Johns Hopkins Gazette: October 7, 1996 Form

In Brief

Vaccine may protect against major cause of blindness

A vaccine developed by scientists at Hopkins and the University of Massachusetts protected mice from eye infections with Chlamydia trachomatis, a sexually transmitted disease that affects 700 million people worldwide.

The unusual vaccine--which may prevent or speed recovery from chlamydia, the world's leading cause of infectious blindness and sexually transmitted diseases--is the first to use successfully only a purified anti-chlamydial antibody in a vaccine to immunize against and stop this infectious disease.

The report of this study was published in the October issue of Nature Medicine.

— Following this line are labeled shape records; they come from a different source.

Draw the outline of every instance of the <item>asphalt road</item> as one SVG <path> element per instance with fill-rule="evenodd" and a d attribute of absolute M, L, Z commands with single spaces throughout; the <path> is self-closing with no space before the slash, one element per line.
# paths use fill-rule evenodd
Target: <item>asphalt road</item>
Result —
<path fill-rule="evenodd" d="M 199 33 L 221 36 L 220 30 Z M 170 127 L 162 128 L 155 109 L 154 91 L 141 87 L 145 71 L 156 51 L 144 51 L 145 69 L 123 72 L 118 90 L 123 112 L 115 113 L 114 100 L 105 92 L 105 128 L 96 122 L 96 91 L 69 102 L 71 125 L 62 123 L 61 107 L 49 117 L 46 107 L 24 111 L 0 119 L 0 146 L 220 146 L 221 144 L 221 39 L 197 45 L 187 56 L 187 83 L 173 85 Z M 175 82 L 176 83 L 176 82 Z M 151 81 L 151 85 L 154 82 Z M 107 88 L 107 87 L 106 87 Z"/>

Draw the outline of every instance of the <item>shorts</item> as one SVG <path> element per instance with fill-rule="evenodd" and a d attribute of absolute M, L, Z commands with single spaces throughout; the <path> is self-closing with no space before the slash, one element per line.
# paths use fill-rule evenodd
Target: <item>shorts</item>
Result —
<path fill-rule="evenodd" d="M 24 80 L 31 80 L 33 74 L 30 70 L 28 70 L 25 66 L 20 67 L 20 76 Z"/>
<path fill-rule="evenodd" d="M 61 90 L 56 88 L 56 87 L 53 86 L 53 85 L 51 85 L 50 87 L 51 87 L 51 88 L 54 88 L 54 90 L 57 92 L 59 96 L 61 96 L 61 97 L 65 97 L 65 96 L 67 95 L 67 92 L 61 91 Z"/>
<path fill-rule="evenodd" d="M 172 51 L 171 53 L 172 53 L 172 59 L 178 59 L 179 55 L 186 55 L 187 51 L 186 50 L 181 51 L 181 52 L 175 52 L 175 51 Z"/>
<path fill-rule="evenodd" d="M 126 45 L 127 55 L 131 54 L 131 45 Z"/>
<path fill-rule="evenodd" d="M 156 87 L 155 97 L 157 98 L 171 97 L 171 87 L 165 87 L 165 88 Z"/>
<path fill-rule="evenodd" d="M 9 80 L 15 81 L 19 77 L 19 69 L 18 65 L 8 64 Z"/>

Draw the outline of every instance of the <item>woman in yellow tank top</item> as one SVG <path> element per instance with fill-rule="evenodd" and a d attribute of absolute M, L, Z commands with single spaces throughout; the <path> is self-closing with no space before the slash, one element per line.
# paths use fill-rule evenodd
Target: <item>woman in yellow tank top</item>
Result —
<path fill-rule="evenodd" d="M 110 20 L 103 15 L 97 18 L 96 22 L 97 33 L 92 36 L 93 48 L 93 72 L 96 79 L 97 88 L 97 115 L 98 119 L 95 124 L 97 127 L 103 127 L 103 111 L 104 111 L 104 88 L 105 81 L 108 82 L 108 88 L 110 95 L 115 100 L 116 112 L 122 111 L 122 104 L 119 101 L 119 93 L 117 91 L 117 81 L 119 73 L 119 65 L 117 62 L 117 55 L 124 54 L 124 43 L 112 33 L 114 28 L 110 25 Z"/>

Grafted motor nerves found more effective

A Hopkins animal study suggests that grafted motor nerves may be more effective than sensory nerves for restoring movement. The findings eventually may lead to improved treatment for facial nerve injuries and other nerve peripheral damage in people.

Sensory nerves relay information from the senses to the brain, while motor nerves carry the brain's signals back to the muscles.

Grafts using sensory nerves may create numbness in the donor area, while grafts using motor nerves may weaken or paralyze the donor area. Although surgeons usually use sensory nerves because numbness is considered a more acceptable risk, that often means poor function where the graft is placed, said Kyle D. Bickel, assistant professor of plastic surgery and orthopedic surgery and the report's lead author.


Historic Krieger Hall celebrating makeover

There will be an open house for the Whiting School of Engineering's 67-year-old Krieger Hall beginning at 3:30 p.m. on Friday, Oct. 11.

The "Renovation Celebration" will take place outside the building on the Homewood campus, followed by indoor tours of the facility. The Hopkins Symphony Orchestra Brass Ensemble will perform at 3:30 p.m., and at 4 p.m., top administrators, faculty members and students will make brief remarks about the project and recognize major donors.

The celebration will occur at the midpoint in an $8 million project to make urgently needed improvements in historic Krieger and Maryland halls, which will give the Engineering School additional lab and office space and allow it to hire more faculty members and expand its enrollment.

Krieger Hall was constructed in 1929 as a home for the university's Physics Department, which had been based in the cramped attic of Maryland Hall. The new structure was originally called Rowland Hall, in honor of Henry A. Rowland, the first professor of physics at Hopkins. In 1990, Rowland Hall was renamed for Zanvyl Krieger, who had provided a significant gift to renovate part of the building for the Krieger Mind/Brain Institute located there.